Insurance companies are taxed differently than other companies under the Internal Revenue Code (the “Code”). It is important that a captive be properly structured and managed in order to take advantage of tax benefits available to insurance companies and to avoid the pitfalls that are contained in the Code. That is why a client contemplating the formation of a captive must consult with its independent legal, tax and accounting advisors. RMC does not provide legal, tax or accounting advice.
Property and casualty insurance premiums may be deductible under section 162(a) of the Code if they constitute ordinary and necessary business expenses. Accordingly, it is imperative that payments from the operating business to the captive constitute insurance premiums. Otherwise, the operating business will not be able to deduct its payments to the captive.

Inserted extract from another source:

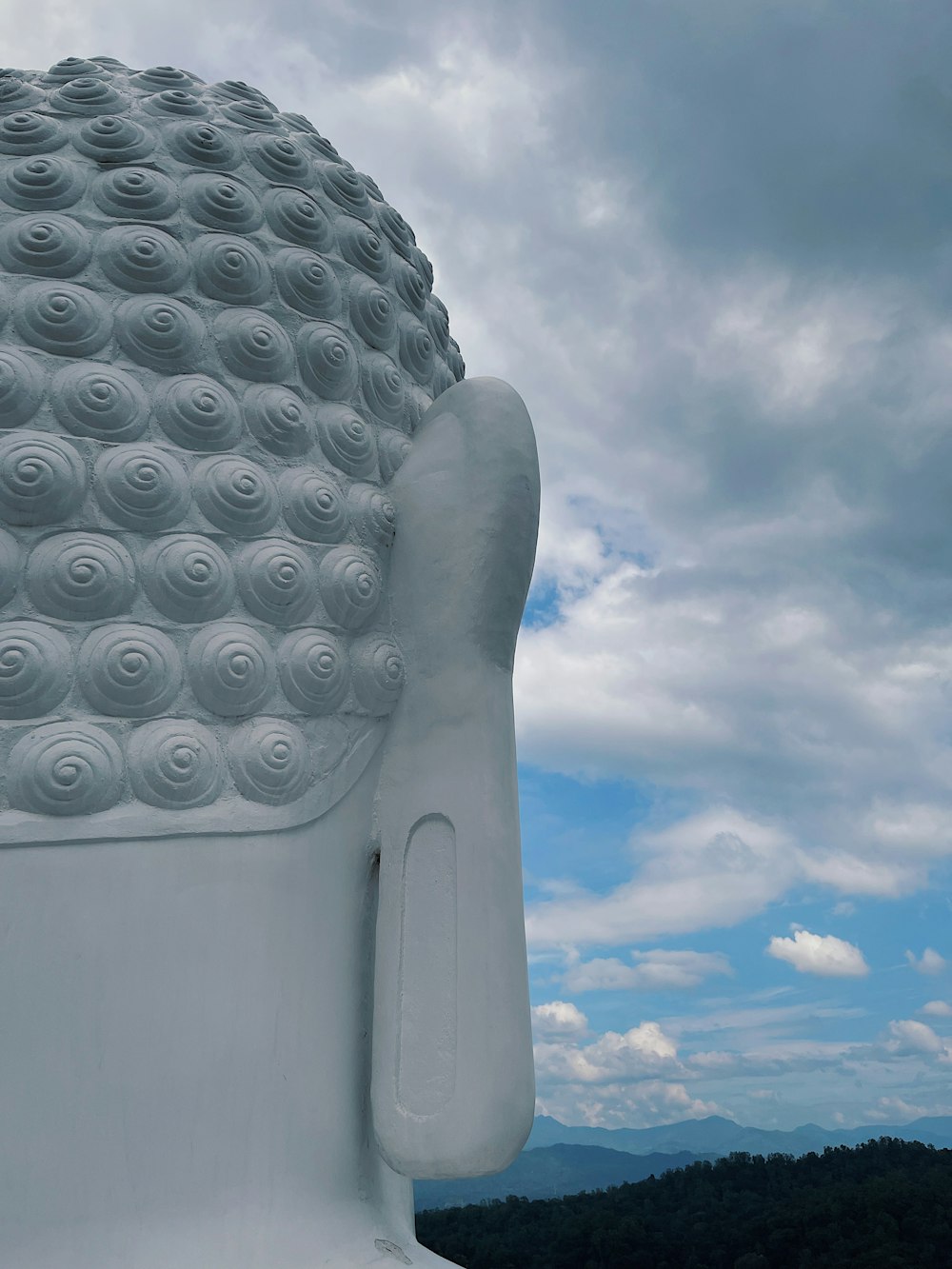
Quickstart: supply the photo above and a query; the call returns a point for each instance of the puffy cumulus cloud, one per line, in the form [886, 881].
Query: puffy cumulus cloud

Under normal circumstances, premiums paid to an insurance company would constitute the taxable income of the insurance company. However, insurance companies are required to maintain reserves to protect against future claims. The Code defers taxing these reserves by providing a deduction from taxable income for such reserves. Only income in excess of the company’s reserves is immediately taxable.
Election of 831(b)
The Code provides an additional benefit to small insurance companies. Effective January 1, 2017, section 831(b) of the Code permits an insurance company with annual premiums that do not exceed $2.2 million to be taxed on its investment income only. An insurance company must make an affirmative election to be taxed under section 831(b). The election permits a small insurance company to retain more of its premiums to pay claims.
Because the taxation of a captive is so complicated, there is a potential for abuse. The Internal Revenue Service is aware of these abuses and will challenge arrangements that do not constitute insurance. You may want to obtain a private letter ruling from the IRS.
Implementation and Administration
The first step in implementing a captive is the feasibility study. The feasibility study reviews the nature of the client’s business to determine whether the business has risks that can be insured through a captive. The feasibility study will also explore alternate options for risk management. An analysis is prepared to illustrate the benefits of providing insurance through a captive as opposed to a commercial insurance company. In most cases, the captive will provide significant advantages to the client. RMC will work closely with the client and the client’s advisors to ensure that business goals and insurance needs are met.
Establishment and Administration
Once the client decides that a captive is a viable solution to the client’s insurance needs, RMC will work with the client to establish the captive. The client needs to select a domicile, and RMC will file the incorporation documentation with the appropriate authority in the domicile. RMC will also prepare and file the application for an insurance license and will work with the insurance department of the captive’s domicile to get the license issued. The client will select the types of coverage to be provided by the captive, and RMC will prepare the insurance contracts for filing with the insurance department. The captive will establish premiums based upon the actuarial study obtained in connection with the feasibility study. The captive will be required to invest premiums in order to maintain its solvency, and RMC will execute those investments at the direction of the captive’s owner. RMC will facilitate reinsurance, where necessary, and will administer the insurance, collect premiums and resolve claims, on behalf of the captive. RMC will meet with the client on an annual basis to review the operation of the captive and to make necessary adjustments in order to comply with laws and the client’s business needs.